No one entered.
Expectation was just passing into a vague surprise, when the knocks were repeated—three heavy blows, obviously deliberate, upon the after-wall of the charthouse.
Horst sprang up, with a savage curse of exasperation. He was self-controlled enough, however, to utter his thought in Swedish. “I’ll teach them!” he exclaimed, as he flung open the charthouse door. “Fooling around here!”
He disappeared into the night and they heard the tramp of his heavy sea-boots as he ran round the charthouse. But no other sound woke upon his passage. The circuit completed, they heard his angry yell to the look-out man on the bridge above, heard the quietly normal response, the surprised denial. The interior of the charthouse was a hushed stillness where Jensen and Lyngstrand sat exchanging a smile of malicious enjoyment. Horst vituperated the stammering look-out man in a flood of ugly oaths that were plainly a break-down of nervous control.

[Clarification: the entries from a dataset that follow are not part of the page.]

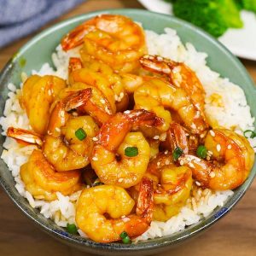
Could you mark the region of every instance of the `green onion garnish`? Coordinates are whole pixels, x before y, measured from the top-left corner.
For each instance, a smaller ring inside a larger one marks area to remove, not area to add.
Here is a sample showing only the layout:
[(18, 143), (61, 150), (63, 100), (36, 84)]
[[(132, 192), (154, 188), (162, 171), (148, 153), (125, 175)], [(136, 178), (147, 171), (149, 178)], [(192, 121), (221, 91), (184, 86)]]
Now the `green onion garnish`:
[(71, 233), (71, 234), (77, 234), (78, 233), (78, 228), (75, 224), (67, 224), (67, 230), (68, 233)]
[(129, 157), (137, 156), (138, 154), (138, 149), (137, 147), (127, 147), (125, 149), (125, 154)]
[(120, 237), (122, 238), (122, 241), (125, 244), (131, 243), (131, 238), (129, 237), (128, 234), (124, 231), (120, 234)]
[(200, 145), (197, 149), (196, 149), (196, 154), (201, 158), (201, 159), (205, 159), (207, 157), (207, 149), (205, 146), (203, 145)]
[(87, 134), (83, 128), (78, 129), (75, 132), (75, 135), (77, 138), (80, 141), (84, 140), (84, 138), (87, 137)]
[(252, 130), (247, 130), (243, 132), (243, 136), (246, 137), (246, 138), (253, 138), (256, 137), (256, 132), (254, 132)]
[(179, 147), (177, 147), (172, 153), (172, 157), (175, 161), (178, 160), (178, 158), (182, 155), (183, 153), (183, 150), (180, 148)]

The door opened again for his entry.
“Extraordinary thing!” he scowled across at them. “No one there! You heard them, didn’t you?” He seated himself with an angry grunt.
Before they could answer, the knocks recommenced in a sudden vehemence—not slow and deliberate this time, but in a rapid succession which quickened to a fast and furious fusillade from origins that seemed to play, flitting arbitrarily, all over the walls and roof. The charthouse reverberated with them. Their intensity varied at every moment from sharp, hammer-like blows to rapid, nervous taps from what might have been a feverishly agitated pencil. The wild and uncanny tattoo culminated in three crashing blows that seemed to be on the underside of the table itself. There was silence.
“What are you playing at?” cried Horst, glaring at them in fierce suspicion of a hoax.
For answer, they both lifted up their hands, obviously unoccupied, into the air. Even as they did so, the knocks started again, still rapid, but with a certain deliberate rhythm, and much less violent. Again they seemed to be on the underside of the table. Horst looked, with a scowl of distrust, under it to their immobile feet. The two young men glanced at each other, as puzzled and alarmed as Horst himself.
“What in the name of Heaven is it?” cried Jensen.